The world of code breakers

Bletchley Park


I loved the Famous Five books as a child, and my favourite all time children’s books were the Swallows and Amazon series by Arthur Ransome. (I realize this makes it seems as though I’m ancient, BUT, these books were republished constantly. I just noticed Swallows and Amazons in a book shop the other day.) I loved the adventures, both series had codes and secrets as major plot enhancers. I memorized morse code thanks to these books, could also draw a message in Semaphore (learnt from the Arthur Ransome books!). Now that we’ve established my geekiness as a child, let’s move on to adulthood and a fascination with the code breaking of World War II. Due to last year’s movie The Imitation Game, quite a lot of publicity has been given to the work of the code breakers based at Bletchley Park during World War II.
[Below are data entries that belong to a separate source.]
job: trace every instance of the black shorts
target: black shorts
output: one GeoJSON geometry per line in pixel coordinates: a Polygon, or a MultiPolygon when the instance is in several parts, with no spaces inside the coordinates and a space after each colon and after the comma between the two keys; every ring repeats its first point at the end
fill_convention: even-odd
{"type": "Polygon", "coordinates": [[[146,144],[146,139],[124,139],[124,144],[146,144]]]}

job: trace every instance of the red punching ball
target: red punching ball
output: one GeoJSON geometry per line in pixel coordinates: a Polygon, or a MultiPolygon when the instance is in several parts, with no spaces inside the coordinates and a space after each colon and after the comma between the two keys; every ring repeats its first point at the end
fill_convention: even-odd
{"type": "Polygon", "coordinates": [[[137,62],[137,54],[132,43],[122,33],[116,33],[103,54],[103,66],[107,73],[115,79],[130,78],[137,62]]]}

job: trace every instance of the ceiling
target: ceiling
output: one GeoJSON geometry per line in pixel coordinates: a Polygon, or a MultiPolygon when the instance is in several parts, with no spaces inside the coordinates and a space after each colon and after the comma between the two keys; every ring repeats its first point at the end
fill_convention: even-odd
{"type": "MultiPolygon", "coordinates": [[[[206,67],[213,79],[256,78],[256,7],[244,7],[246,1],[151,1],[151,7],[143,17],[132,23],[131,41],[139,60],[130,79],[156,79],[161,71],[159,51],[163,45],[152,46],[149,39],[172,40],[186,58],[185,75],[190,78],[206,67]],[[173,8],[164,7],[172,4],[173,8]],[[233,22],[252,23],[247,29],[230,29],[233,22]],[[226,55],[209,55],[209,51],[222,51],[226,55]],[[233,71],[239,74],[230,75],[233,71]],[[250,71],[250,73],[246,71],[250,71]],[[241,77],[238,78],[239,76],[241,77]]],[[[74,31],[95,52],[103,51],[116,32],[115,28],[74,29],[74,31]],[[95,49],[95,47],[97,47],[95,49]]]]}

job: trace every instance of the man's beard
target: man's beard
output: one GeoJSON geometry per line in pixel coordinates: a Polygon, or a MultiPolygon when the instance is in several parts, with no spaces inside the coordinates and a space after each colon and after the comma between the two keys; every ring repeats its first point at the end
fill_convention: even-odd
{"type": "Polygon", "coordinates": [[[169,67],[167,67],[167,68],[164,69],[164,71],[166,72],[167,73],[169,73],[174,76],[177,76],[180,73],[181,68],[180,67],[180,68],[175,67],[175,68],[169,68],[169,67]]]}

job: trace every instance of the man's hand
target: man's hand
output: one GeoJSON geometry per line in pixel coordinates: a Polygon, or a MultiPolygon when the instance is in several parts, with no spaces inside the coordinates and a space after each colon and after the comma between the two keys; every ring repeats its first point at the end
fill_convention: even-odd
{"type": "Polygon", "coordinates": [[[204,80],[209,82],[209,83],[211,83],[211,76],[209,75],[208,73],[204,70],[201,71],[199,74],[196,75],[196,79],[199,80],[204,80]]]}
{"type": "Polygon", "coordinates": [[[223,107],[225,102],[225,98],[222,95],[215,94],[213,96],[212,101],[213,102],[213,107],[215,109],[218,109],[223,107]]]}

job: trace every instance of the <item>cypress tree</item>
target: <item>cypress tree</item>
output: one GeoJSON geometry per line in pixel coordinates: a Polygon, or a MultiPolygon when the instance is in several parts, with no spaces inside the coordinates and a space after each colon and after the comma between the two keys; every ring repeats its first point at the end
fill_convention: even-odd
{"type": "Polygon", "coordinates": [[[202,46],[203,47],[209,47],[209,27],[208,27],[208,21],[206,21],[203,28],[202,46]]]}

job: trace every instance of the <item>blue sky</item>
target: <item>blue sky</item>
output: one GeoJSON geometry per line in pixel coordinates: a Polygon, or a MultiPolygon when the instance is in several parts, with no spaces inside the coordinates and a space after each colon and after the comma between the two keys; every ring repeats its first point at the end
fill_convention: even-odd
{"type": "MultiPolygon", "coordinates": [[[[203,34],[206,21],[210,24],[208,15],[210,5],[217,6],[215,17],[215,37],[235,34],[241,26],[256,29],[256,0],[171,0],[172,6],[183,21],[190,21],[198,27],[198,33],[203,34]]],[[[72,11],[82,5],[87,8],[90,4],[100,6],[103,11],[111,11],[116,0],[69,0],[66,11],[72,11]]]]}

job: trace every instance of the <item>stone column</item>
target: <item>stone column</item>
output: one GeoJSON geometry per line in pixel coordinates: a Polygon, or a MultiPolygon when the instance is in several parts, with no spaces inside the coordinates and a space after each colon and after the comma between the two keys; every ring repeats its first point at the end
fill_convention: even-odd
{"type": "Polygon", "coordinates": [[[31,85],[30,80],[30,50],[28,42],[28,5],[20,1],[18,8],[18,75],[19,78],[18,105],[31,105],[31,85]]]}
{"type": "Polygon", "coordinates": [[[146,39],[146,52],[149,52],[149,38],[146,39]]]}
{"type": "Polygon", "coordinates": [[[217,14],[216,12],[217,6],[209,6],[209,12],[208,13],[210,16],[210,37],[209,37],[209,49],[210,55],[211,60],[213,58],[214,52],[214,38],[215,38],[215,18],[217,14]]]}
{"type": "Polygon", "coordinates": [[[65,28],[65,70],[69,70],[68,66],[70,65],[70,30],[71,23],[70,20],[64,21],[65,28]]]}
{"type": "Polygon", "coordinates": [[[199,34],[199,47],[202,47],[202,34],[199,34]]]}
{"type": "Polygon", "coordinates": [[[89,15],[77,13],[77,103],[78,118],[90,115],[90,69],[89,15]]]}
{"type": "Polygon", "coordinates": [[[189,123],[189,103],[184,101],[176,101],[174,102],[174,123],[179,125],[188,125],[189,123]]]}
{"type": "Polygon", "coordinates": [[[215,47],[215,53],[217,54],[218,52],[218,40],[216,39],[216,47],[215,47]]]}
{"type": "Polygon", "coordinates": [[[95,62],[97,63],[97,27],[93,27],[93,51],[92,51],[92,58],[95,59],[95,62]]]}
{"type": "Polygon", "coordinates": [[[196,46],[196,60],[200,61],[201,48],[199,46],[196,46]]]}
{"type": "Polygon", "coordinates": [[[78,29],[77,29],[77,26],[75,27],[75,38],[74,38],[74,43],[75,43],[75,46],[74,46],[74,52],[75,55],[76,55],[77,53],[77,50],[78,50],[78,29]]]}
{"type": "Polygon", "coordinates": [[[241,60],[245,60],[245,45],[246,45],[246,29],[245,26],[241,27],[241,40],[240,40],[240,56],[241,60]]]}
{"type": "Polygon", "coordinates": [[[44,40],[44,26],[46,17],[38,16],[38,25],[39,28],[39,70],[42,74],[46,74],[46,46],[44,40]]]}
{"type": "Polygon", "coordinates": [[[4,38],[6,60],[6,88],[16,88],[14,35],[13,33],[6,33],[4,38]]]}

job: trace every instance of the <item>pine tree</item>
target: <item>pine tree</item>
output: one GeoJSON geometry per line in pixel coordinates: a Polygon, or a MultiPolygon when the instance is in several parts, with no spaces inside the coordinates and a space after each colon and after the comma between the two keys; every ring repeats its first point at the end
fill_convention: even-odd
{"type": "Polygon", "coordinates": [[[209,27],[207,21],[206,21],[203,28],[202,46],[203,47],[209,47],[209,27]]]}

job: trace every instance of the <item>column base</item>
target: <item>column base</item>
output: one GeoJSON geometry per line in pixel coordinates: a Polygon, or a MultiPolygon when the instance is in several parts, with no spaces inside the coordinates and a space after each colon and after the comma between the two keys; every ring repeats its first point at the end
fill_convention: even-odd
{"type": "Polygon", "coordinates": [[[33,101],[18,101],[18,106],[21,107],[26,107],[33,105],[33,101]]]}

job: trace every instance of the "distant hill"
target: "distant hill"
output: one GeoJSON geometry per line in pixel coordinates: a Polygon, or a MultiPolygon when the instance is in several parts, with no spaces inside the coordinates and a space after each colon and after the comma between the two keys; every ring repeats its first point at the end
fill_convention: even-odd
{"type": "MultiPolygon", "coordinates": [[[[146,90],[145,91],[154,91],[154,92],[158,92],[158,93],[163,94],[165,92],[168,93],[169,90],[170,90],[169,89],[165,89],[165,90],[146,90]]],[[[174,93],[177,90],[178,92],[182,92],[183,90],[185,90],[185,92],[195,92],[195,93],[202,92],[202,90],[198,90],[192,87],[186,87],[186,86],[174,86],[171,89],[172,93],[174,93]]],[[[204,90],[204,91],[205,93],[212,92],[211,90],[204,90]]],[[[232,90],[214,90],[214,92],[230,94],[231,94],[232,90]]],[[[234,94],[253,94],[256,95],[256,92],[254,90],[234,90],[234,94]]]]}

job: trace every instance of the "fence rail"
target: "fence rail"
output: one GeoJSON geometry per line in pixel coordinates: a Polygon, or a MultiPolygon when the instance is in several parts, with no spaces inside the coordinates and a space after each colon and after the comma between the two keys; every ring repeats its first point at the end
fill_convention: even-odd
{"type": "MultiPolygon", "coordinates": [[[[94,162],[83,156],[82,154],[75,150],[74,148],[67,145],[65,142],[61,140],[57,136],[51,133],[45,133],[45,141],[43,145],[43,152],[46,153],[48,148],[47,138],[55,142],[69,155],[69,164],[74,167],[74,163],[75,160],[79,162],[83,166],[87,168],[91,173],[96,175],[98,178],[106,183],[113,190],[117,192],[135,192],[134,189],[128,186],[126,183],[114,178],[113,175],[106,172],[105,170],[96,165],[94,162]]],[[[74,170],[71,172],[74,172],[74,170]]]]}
A visit to Bletchley was placed on my agenda when planning this trip. The easiest way to get to Bletchley was to drive so I hired a car for 2 days to get around in. Driving in London, due to the traffic, is horrific so I tend to pick cars up at the main airports surrounding London. I’ve found Stansted the easiest as it’s quite a small airport, and arranged to pick the car up from there again, I was flying out of Gatwick so organized to drop the car at that airport. (And play extra to do that, helpful hint it’s cheaper to pick and drop off at same airport!)

Driving to Bletchley involved some planning on my part since I’m too cheap to pay extra for a satnav! I rely on maps, memory and planning! UK road system is numbered, it’s a case of take this number road to that, follow signs to that one. All went well until I got close to the town of Bletchley then a complete tangled spaghetti of roads (with no numbers!) had me frustrated and the challenge of finding what I was looking for wasn’t fun!

Stopped checked map, found the town of Old Bletchley (apart from Bletchley) and from there, there were signs to Bletchley Park, small discrete signs, but I knew it was opposite the Train station so that helped find the entrance.

I almost thought I was in the wrong place as the entrance really looked like one to a secret military installation!


This is the entrance and there was a sentry at the boom gate when I arrived, it did have me questioning if I were in the right place!

Once I parked the car, I looked around blankly and couldn’t see the entrance, went up the hill, saw the sign for the Computer Museum and went in there. (I’ll leave that for another post) Helpful man at Computer Museum told me where the entrance to the Visitor centre was, again very discrete sign!!! (Needed to have gone down the hill from car park, not up!)


The actual complex was terrific, the past few years some major work has gone into it (and is continuing) which all makes for a really interesting visit.


This estate was bought by the government in 1938 especially to base their code breakers here, previously they were housed in a building in London which was thought to be too dangerous in the event of war. (They were proved right)


This is the mansion where the administrative staff were housed and initially those working on codes.


The office of Commander Denniston who ran the whole department. (Contrary to the movie, he was supportive of the whole project and actively recruited, bright young mathematicians to work at Bletchley)


The Library in the mansion, set up the way it would have been during the war.


Love the bust of Winston!


In 1938, the original staff that worked on the codes did so in a series of cottages just behind the main house, but by 1939 there were already 180 people working at Bletchley and so huts were built in the grounds.




This is the inside of Hut 8 which is the one where Alan Turling worked, his reconstructed office is here. Different huts worked on different areas, Hut 8 worked on breaking the German naval enigma codes. (Other huts worked on the army codes, Japanese codes)


The reconstructed Alan Turling office, nice touches with the brief case and cardigan!


Reconstruction of a German communications post.

In the Museum shop I bought a copy of the book The Secret Life of Bletchley Park by Sinclair Hill, I'm reading it at the moment and it has the background on the work and life of the people at Bletchley Park during the war. It ended up being quite a large community with people working in shifts 8am to 4pm, 4pm to midnight, midnight to 8am.

For anyone who has an interest in history, particularly what can be seen as recent history, I can highly recommend a visit to Bletchley Park. I've barely scratched the surface of what I learnt from my visit there. A well spent afternoon!